A l’occasion d’un jugement de la Cour européenne des Droits de l’Homme du 6 novembre 2017 dans l’affaire Garib vs Pays-Bas, nous voudrions mettre en évidence une des opinions dissidentes, celle du Juge Paulo Pinto de Albuquerque, auquel se rallie le Juge Faris Vehabović, en ce qu’elle ouvre des voies nouvelles.
Le Juge Pinto de Albuquerque rappelle ainsi les faits : « Dans cette affaire, la requérante, mère célibataire de deux enfants, s’est vu, en application de la loi sur les mesures spéciales pour les agglomérations urbaines, dite « Rotterdamwet », refuser l’autorisation de résidence nécessaire à son emménagement dans un appartement plus grand dans le quartier dans lequel elle résidait. Cette législation adoptée par les autorités néerlandaises visait, selon le Gouvernement, à remédier aux troubles sociaux dans les quartiers les plus défavorisés en y encourageant la mixité sociale, dans un objectif de « dé-ghettoïsation ». Elle permettait aux autorités de soumettre l’emménagement dans certaines zones, dont le quartier de Tarwewijk dans lequel vivait la requérante, à la délivrance d’une autorisation de résidence, qui était conditionnée à la perception d’un certain niveau de revenus tirés du travail. (…) ».
La Cour a néanmoins considéré que le droit de choisir sa résidence (art. 2 du protocole n°4) n’a pas été violé, pour toute une série de raisons, dont la mise en balance des besoins individuels et des intérêts de la population locale. Cette conclusion sur la non-violation confirmait l’arrêt de la première chambre.
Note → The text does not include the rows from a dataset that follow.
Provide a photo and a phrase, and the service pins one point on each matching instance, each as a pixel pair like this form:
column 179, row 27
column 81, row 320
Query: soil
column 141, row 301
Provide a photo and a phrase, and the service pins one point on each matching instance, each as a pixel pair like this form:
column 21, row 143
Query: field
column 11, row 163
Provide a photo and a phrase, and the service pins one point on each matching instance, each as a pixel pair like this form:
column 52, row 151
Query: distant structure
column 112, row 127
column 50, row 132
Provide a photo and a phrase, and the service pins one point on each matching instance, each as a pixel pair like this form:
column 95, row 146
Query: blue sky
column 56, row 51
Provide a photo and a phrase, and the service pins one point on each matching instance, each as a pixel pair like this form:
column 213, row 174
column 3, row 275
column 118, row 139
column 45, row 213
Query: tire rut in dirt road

Analysant les législations et le jugement rendu, le Juge Pinto de Albuquerque affirme que la Convention doit placer l’individu au coeur de son raisonnement et que « les traités relatifs aux droits de l’homme doivent être interprétés de la manière qui protège le mieux les droits et libertés qui s’y trouvent inscrits. Il y a donc lieu en définitive de sélectionner l’interprétation des droits la plus favorable à l’individu. » Il s’appuie entre autres sur les Principes directeurs sur l’extrême pauvreté et les droits de l’homme et sur le livre blanc « Discrimination et pauvreté – Livre blanc : analyse, testings et recommandations », ATD Quart Monde, octobre 2013.
En plus d’une analyse sur la non-proportionnalité de l’atteinte au droit de la requérante, il développe un argumentaire sur la discrimination des individus en raison de leur précarité sociale, prenant notamment comme point de départ la définition de Joseph Wresinski, telle qu’elle apparaît dans le Rapport Grande Pauvreté et précarité économique et sociale (CESE, 1987), reprise dans celui sur les « droits de l’homme et l’extrême pauvreté » présenté par le Rapporteur spécial, M. Leandro Despouy, et adopté par la Commission des droits de l’homme (ONU) à Genève, en 1996.
Il développe également un argumentaire sur la discrimination indirecte (abordée par la Cour en particulier dans l’affaire D.H. et autres vs République Tchèque) et sur la discrimination intersectionnelle qui recherche les « intersections », les « croisements » de plusieurs discriminations.
Cette opinion constitue une source intéressante de réflexion pour la construction et la mise en œuvre d’un critère de discrimination pour raison de précarité économique et sociale.